Nedeljko Mitrovic, from the Organization of Families of Captured and Killed Soldiers and Missing Civilians of Republika Srpska (RS) believes that there have not been as many errors as it is thought in some circles, although these individual cases are very important, too.

“I know about ten cases. We informed the families, but they just do not want to go through all of that again,” said Mitrovic.

Burned and then killed

According to the Association of Families of Dead and Missing War Veterans in the municipality of Bugojno, there were no cases of misidentification of Croat victims in this municipality.

“There was a misidentification based on the classical method of identifying victims in the area of Gorazde. The family obtained the body through exchange. It is a matter of five Bosniak victims who were, according to the witnesses, killed and then burned,” said Cengic, a spokeswomen of Missing Persons Institute of Bosnia and Herzegovina.

According to Cengic, one of those five families of the victims recognized their son. However, 20 years later, the DNA findings came and established that there was an error and that their son’s remains had been found in Perucac in 2010.

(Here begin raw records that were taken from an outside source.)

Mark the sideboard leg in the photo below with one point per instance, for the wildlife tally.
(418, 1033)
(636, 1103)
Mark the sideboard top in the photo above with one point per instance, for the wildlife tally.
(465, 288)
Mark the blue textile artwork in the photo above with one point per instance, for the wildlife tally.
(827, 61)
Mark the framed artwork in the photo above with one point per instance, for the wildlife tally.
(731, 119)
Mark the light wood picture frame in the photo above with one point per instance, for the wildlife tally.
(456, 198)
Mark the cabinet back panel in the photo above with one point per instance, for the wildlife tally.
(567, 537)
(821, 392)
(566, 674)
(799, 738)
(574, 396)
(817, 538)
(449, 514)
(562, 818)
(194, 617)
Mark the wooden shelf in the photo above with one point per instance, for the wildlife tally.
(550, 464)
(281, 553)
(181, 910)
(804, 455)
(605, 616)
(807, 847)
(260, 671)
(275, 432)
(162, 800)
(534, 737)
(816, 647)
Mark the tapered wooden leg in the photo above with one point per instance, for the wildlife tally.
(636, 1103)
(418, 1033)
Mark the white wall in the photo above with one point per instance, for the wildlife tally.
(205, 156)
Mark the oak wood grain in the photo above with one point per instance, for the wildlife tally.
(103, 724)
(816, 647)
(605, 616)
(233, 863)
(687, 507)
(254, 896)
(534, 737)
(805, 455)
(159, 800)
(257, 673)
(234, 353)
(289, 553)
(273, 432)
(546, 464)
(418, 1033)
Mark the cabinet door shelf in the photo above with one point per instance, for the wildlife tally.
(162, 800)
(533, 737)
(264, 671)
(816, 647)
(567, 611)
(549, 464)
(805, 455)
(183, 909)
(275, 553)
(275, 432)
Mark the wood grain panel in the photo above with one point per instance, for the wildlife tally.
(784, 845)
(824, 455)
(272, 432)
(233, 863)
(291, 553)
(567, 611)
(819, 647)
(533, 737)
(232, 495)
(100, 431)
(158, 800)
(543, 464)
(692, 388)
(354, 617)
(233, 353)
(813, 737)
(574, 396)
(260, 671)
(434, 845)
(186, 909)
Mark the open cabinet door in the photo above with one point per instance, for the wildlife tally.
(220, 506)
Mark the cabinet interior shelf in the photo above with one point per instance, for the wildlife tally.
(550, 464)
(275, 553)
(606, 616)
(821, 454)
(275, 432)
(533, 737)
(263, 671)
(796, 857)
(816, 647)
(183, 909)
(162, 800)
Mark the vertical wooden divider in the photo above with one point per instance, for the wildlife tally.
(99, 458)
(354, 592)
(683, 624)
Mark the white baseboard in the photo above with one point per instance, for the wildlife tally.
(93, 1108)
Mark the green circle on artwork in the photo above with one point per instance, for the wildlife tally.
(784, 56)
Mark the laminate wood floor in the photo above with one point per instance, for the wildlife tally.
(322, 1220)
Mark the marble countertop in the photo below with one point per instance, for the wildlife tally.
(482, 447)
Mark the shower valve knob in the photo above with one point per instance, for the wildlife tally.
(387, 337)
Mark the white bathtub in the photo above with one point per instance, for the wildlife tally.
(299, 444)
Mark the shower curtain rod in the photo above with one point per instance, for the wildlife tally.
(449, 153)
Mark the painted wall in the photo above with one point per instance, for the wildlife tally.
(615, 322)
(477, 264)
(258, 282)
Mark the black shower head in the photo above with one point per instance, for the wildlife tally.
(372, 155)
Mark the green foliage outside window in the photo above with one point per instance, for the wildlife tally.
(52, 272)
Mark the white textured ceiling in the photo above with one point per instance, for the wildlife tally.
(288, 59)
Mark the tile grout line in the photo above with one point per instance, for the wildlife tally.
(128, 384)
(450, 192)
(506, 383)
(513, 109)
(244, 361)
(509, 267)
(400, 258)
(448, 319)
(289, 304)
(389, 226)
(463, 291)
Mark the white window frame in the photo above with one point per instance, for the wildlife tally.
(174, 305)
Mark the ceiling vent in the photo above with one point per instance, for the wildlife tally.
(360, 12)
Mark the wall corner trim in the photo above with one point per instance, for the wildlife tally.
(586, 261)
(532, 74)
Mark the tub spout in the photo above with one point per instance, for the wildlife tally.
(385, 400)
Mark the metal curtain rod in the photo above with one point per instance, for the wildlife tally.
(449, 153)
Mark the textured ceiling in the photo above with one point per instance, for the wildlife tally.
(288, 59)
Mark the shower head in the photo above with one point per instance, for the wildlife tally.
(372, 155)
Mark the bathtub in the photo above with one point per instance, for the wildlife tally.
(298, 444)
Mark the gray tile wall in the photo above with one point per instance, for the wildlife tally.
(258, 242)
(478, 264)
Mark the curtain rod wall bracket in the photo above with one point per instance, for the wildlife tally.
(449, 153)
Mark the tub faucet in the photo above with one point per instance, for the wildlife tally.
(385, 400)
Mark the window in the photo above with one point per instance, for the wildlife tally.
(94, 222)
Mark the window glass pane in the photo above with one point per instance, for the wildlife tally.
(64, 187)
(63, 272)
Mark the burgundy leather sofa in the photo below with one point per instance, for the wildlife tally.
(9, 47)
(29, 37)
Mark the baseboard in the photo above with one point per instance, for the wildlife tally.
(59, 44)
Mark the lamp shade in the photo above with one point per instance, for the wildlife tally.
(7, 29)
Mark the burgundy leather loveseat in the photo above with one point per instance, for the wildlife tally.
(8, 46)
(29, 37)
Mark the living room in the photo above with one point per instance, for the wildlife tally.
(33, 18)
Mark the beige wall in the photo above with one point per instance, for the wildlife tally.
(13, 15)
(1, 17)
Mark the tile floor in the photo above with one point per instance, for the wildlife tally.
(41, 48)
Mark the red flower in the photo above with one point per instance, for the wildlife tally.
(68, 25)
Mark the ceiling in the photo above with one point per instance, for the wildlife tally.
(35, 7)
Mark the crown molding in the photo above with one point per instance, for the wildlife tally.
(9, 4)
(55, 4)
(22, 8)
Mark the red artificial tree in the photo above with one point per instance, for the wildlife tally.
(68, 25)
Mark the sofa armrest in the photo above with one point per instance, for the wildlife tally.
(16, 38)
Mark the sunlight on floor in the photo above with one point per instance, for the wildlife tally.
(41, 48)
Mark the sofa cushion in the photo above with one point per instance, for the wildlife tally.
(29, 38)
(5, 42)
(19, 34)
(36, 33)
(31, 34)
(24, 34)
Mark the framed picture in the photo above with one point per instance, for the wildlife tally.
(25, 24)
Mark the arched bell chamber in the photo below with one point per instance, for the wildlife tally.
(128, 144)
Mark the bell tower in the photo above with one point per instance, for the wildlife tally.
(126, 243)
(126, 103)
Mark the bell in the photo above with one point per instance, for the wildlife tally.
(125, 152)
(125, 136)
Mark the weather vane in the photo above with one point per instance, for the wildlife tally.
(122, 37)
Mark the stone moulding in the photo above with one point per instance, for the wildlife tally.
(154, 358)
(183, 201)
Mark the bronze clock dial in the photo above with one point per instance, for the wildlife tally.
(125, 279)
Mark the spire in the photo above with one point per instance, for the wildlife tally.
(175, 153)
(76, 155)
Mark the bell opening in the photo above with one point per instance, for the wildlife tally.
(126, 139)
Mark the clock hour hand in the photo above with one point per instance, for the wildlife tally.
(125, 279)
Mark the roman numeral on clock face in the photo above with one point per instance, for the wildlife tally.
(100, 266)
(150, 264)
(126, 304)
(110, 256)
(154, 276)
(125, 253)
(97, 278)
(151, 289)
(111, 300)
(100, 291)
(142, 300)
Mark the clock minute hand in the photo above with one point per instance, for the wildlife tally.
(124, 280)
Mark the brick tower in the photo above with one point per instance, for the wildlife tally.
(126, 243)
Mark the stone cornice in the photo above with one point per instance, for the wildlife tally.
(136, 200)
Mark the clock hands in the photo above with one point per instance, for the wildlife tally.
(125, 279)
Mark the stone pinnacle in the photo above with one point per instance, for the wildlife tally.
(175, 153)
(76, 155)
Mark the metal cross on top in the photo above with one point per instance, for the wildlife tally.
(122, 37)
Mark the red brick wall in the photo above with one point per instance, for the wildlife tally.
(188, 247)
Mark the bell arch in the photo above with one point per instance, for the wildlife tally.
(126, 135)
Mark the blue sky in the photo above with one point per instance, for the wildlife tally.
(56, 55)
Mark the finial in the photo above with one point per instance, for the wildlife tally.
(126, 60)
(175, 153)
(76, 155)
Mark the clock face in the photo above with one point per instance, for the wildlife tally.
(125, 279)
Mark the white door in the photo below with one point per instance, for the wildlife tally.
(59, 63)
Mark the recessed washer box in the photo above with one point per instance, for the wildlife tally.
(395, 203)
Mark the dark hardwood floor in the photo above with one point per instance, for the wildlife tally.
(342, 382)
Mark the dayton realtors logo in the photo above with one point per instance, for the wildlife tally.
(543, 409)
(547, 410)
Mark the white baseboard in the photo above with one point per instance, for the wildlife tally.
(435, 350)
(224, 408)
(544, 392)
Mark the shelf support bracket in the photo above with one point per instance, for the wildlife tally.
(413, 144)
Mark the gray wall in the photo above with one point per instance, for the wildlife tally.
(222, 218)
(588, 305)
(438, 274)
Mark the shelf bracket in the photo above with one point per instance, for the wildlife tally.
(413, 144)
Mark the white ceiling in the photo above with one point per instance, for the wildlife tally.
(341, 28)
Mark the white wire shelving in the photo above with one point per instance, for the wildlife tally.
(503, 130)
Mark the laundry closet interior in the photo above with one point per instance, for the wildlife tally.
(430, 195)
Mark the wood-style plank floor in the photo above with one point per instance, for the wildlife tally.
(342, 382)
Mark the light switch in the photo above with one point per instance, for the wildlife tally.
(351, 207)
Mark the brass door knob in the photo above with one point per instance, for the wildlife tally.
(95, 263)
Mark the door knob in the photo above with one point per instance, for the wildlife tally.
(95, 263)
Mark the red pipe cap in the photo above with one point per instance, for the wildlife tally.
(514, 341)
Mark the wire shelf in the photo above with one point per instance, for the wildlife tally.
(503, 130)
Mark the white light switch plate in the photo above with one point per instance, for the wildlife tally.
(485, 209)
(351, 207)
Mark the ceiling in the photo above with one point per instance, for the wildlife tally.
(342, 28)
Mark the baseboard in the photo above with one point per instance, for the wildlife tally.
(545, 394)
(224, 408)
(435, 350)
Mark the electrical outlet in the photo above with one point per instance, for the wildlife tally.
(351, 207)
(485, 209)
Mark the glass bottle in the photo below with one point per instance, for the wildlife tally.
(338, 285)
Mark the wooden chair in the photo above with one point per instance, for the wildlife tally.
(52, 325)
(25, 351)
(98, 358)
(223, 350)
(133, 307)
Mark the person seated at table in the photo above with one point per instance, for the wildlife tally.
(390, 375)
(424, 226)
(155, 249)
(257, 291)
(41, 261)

“In fact, the mother later gave blood in search of her three brothers, and on the basis of that blood the error became known. If she had not given blood, this misidentification would never be found. This case is not over yet,” explained Cengic, adding that the body was buried in 1992, and that it should now be exhumed, after which identification will be carried out.

Forensic experts Hamza Zujo and Rifat Kesetovic consider that classic method of recognising the bodies is not reliable, and that the only solution is the DNA analysis.

“Simply, family says he’s the one, and then it turns out that it is not. However, there were not so many such cases”. Zujo said.

Kesetovic believes that there is a 30 percent possibility of error when the family identify the body.

“If someone has wrongly identified the victim, it means that another family will never find their loved ones, if the first family had not given blood,” said Lejla Cengic.

Cengic warns that some persons may forever remain buried under another name.

“The problem is the fact that many relatives who were able to give blood for some of the missing persons are no longer alive,” added Nedeljko Mitrovic.

According to Sudbin Music from the Prijedor ’92 Association of Detainees, mistakes were happening even during the autopsy of the bodies. One example is Hrastova glavica, a primary mass grave were 124 citizens of Prijedor were found. The bodies were assembled incorrectly, so it happened that a certain person had been buried three times.

“Samir Music is an example, he was found Hrastova glavica. That grave is a pioneering work and I am trying to understand it. I do not blame anyone, but we cannot expect the same from the families of victims.” said Music.
After a second re-exhumation, Samir Music’s father suffered a stroke and was paralyzed for six to seven years.